Is it necessary to use packed sequences for variable length RNN inputs, utilizing mini-batch training

Hey all

I’m currently in the process of looking at padding time-series for an LSTM implementation of mine and I’m trying to wrap my head around the use of packed sequences. I’m wondering why I shouldn’t just pad my sequences with float(‘nan’), and then search for nan in the output and use that to filter my loss function? This may be specific for my case, but I only care about the final output at the end of my time-series, so, for example in the below code, could I not just use the known lengths of my sequences to pull out the values just before the 'nan’s and use that to calculate my loss?

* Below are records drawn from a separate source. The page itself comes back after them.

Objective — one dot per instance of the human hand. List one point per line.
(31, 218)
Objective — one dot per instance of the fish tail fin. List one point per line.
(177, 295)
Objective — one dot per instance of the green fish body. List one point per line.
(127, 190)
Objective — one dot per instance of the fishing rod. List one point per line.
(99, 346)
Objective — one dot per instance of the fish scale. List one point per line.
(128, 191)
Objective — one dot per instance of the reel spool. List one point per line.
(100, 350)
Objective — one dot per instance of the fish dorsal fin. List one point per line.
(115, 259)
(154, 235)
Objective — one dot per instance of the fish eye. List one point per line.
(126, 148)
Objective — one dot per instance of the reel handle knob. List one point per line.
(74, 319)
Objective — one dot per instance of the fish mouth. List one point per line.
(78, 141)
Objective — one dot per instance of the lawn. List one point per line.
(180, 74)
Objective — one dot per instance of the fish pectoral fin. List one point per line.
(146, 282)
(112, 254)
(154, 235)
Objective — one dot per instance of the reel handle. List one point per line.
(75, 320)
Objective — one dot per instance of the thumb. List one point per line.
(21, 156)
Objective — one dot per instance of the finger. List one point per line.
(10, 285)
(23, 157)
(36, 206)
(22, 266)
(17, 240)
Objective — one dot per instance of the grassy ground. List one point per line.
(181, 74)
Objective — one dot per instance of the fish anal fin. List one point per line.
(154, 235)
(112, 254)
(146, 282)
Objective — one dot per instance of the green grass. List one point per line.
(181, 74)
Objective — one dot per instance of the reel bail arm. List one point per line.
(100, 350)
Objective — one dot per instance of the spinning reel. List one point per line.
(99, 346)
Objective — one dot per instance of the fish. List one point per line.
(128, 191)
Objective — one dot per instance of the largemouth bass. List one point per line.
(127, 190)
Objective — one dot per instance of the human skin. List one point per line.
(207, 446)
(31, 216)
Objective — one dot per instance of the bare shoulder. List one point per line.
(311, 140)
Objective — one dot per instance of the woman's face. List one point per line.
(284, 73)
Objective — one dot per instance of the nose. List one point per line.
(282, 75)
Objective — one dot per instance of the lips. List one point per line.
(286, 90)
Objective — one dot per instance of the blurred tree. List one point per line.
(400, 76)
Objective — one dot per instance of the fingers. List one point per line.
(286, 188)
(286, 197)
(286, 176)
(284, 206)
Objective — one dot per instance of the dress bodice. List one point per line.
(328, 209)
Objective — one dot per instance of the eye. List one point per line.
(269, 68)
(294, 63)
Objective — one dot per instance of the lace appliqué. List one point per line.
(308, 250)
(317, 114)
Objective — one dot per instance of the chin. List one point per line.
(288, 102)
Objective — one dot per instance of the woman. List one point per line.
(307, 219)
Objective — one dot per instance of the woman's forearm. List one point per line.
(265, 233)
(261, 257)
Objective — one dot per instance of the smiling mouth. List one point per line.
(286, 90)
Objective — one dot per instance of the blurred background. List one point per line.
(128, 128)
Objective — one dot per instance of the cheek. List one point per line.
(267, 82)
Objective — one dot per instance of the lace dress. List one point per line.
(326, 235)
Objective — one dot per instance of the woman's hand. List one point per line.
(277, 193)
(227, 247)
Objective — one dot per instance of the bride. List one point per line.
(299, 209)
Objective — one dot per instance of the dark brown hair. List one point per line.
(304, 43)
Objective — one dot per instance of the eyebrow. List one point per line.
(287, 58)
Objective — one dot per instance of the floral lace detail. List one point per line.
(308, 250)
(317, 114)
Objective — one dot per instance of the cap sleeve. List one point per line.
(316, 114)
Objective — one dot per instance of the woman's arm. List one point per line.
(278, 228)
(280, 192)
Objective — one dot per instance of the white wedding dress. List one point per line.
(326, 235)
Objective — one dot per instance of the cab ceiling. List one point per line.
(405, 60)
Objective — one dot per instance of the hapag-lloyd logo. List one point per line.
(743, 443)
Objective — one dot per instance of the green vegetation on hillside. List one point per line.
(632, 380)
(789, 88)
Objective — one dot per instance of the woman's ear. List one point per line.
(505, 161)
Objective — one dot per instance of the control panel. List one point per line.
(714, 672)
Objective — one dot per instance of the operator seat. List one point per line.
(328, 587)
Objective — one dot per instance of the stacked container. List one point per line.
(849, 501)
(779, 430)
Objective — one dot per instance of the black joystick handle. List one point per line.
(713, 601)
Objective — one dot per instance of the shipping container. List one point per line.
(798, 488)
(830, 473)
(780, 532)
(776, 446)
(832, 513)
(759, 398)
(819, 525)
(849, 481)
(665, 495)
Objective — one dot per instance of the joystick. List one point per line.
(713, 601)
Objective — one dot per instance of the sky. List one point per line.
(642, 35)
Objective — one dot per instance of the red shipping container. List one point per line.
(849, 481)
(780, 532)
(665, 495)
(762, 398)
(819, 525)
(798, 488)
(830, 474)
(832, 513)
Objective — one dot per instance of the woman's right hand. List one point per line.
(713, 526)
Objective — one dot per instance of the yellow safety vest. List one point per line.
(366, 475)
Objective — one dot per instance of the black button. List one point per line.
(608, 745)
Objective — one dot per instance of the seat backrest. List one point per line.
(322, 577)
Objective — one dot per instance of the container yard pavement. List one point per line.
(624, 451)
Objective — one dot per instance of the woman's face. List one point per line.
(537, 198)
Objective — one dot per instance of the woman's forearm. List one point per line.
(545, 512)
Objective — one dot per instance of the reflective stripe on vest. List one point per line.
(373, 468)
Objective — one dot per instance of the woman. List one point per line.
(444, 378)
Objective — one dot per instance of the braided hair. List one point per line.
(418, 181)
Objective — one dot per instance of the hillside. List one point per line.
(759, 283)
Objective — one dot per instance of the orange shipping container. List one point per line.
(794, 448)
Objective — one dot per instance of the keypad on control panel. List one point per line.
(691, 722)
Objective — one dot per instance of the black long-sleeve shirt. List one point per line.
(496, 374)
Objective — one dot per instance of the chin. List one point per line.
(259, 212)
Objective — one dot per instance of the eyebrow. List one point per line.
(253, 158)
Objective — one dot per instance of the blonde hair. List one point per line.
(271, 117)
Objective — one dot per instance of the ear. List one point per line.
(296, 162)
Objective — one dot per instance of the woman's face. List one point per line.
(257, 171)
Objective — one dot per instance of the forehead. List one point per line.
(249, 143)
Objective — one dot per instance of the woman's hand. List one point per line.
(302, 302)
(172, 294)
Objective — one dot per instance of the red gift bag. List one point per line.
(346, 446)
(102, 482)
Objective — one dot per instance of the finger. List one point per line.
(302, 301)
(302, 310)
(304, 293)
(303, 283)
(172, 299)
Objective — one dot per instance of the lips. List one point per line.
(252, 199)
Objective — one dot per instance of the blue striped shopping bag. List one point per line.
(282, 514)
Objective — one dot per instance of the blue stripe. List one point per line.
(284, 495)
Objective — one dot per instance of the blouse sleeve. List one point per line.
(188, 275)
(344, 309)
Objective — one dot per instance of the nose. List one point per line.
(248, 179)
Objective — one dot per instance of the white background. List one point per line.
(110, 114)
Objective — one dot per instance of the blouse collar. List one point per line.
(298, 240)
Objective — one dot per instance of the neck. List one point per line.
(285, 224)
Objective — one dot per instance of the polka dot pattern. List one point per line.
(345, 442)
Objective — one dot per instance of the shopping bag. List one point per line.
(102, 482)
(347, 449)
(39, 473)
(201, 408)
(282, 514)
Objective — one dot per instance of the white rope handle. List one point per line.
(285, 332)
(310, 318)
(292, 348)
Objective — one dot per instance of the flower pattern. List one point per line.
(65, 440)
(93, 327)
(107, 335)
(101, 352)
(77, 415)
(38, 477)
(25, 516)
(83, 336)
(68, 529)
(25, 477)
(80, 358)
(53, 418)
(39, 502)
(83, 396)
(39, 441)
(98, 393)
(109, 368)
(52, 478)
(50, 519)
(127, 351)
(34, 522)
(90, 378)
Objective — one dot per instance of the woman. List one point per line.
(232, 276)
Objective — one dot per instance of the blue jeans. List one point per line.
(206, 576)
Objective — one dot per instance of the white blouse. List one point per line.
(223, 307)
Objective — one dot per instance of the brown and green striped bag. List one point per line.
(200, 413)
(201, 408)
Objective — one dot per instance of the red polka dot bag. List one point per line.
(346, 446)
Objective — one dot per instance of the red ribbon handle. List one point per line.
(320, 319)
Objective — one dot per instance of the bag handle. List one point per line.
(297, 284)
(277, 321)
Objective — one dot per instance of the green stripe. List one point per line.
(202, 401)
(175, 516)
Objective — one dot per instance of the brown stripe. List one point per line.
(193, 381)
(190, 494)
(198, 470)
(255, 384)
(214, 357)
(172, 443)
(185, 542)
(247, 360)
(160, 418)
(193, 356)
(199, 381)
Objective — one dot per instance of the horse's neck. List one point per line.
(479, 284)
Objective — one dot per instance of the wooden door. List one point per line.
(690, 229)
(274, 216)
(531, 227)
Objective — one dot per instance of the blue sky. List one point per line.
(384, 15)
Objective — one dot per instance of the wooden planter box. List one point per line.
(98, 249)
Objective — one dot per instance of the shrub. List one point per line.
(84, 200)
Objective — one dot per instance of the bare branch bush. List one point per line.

In [66]: x = [[3,5,6,4,float('nan')],
    ...:     [3,5,4,float('nan'),float('nan')],
    ...:     [4,5,6,7,5]]

In [70]: xT = torch.tensor(x).view(3,5,1)

In [73]: lstm = nn.LSTM(1,3,1,batch_first=True)

In [75]: o,_ = lstm(xT)

In [77]: lin = nn.Linear(3,1)

In [78]: lin(o)
         [    nan]],

         [    nan],
         [    nan]],


My apologies if this is a stupid question, I’m still kind of new to pytorch and would like to understand this.


Hey @Clint , did you find a solution ? I’m stuck on the same problem , I’m using a time series and cannot pad with 0.